A team of computer scientists from the University of Delaware and Georgetown University has developed a new system to rapidly determine which cancer drugs are likely to work best given a patient's genetic markers. The first publicly available system of its kind, their database, eGARD (extracting Genomic Anomalies association with Response to Drugs), is described in PLOS One.
When your genes work correctly, they function like miniature factory plant managers, directing the production of life-sustaining proteins. But sometimes, a gene goes rogue and manufactures a cancerous tumor instead. When cancer experts identify these faulty genes, they can devise treatment plans based on past evidence.
However, until now, the data linking genetic factors and treatment results has been spread among hundreds of academic journals. It would take days for doctors, doing nothing else, to find and read all these reports. Now, they may be able to spend that time delivering optimized treatments instead.
The promise of eGARD
eGARD is a text mining system that analyzes words and phrases in medical literature to find relationships between genomic anomalies and drug responses.
"Clinicians have no time to read all of the reports and literature for each tumor," said Peter McGarvey, a study author and associate professor of biochemistry at Georgetown University. "eGARD is a way to help surface the important ones for clinicians, medical geneticists or maybe companies that already are doing this in other ways."
The research team applied eGARD on roughly 36,000 article abstracts, retrieving 50 genes and 42 cancer drugs, including cell cycle inhibitors, kinase inhibitors and antibody treatments.
The research team first trained the system to identify indications of genetic anomalies, with very scientific names such as "over-expression of ERCC1" or "C677T and A1298C polymorphisms of MTHFR gene."
Then, they trained it to look for text suggesting treatment outcomes, such as "significantly poorer response" or "survival rate." Next, they sought words and phrases connecting a genetic anomaly and outcome, such as "correlate," "associate" or "sensitize."
By extracting and processing key pieces of text, eGARD can match genetic signatures with outcomes with 95 percent precision.
"We hope this could make a difference for oncologists and cancer patients alike," said study author Vijay Shanker, a professor of computer and information sciences at UD.

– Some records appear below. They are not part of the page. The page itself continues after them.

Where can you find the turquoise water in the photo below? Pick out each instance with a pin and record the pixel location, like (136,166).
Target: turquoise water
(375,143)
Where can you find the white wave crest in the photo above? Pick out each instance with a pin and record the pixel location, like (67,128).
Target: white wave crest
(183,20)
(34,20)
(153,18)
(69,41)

UD researchers developed the code and data processing for eGARD, and clinically focused researchers at Georgetown provided use cases, terminology, curated datasets and insight on what information was most important to clinicians working in precision medicine. Both groups tested and refined the system.
The team will make a public interface for eGARD. It may also be incorporated into other software eventually.
The authors of the new paper include A.S.M. Ashique Mahmood, a doctoral student in computer and information sciences at UD; Shruti Rao, a research associate at the Innovation Center for Biomedical Informatics at Georgetown University; McGarvey; Cathy Wu, Unidel Edward G. Jefferson Chair in Engineering and Computer Science and director of the Center for Bioinformatics and Computational Biology at UD; Subha Madhavan, director of Biomedical Informatics at Georgetown University; and Shanker.
This project was funded by MACE2K as part of the National Institutes of Health BD2K (Big Data to Knowledge) initiative.
Some students involved with this project also had a chance to prove how well their system works in November at TREC 2017, the Text REtrieval Conference, held in Gaithersburg, Maryland. A team led by Mahmood and Gang Li, also a graduate student in computer and information sciences, took some top honors in the precision medicine track.
Participants were given information about a patient's disease, relevant genetic variants and other key factors. Then they were asked to retrieve clinical trial information and abstracts of biomedical articles relevant to the patient and judged on three measures of their ability to do each. In a competition with 32 teams, the UD team ranked first on all three measures related to clinical trials. For abstracts, the UD team earned rankings of first, fourth and fifth.
iTextMine for knowledge integration
eGARD is not the first or last system from this group of big data experts. A suite of text mining tools has been developed by students and research scientists over the years through the long-standing collaborations between Shanker and Wu. Funded by another NIH grant, the UD research team has developed the iTextMine (Integrated Text Mining System for Large-Scale Knowledge Extraction from Literature), which uses an automated workflow to run multiple text-mining tools on the entire PubMed with millions of citations for biomedical literature.
"By analyzing scientific texts with multiple text mining tools, researchers may further gain knowledge on gene-drug-disease relationships and better understand the underlying molecular mechanisms," said Wu.
This tool allows users to browse the text evidence for multiple biomarkers and view integrated results through a network visualization. The iTextMine will be presented by Jia Ren, a student in the Bioinformatics and Systems Biology Ph.D. program, at the International Biocuration Conference in China this April.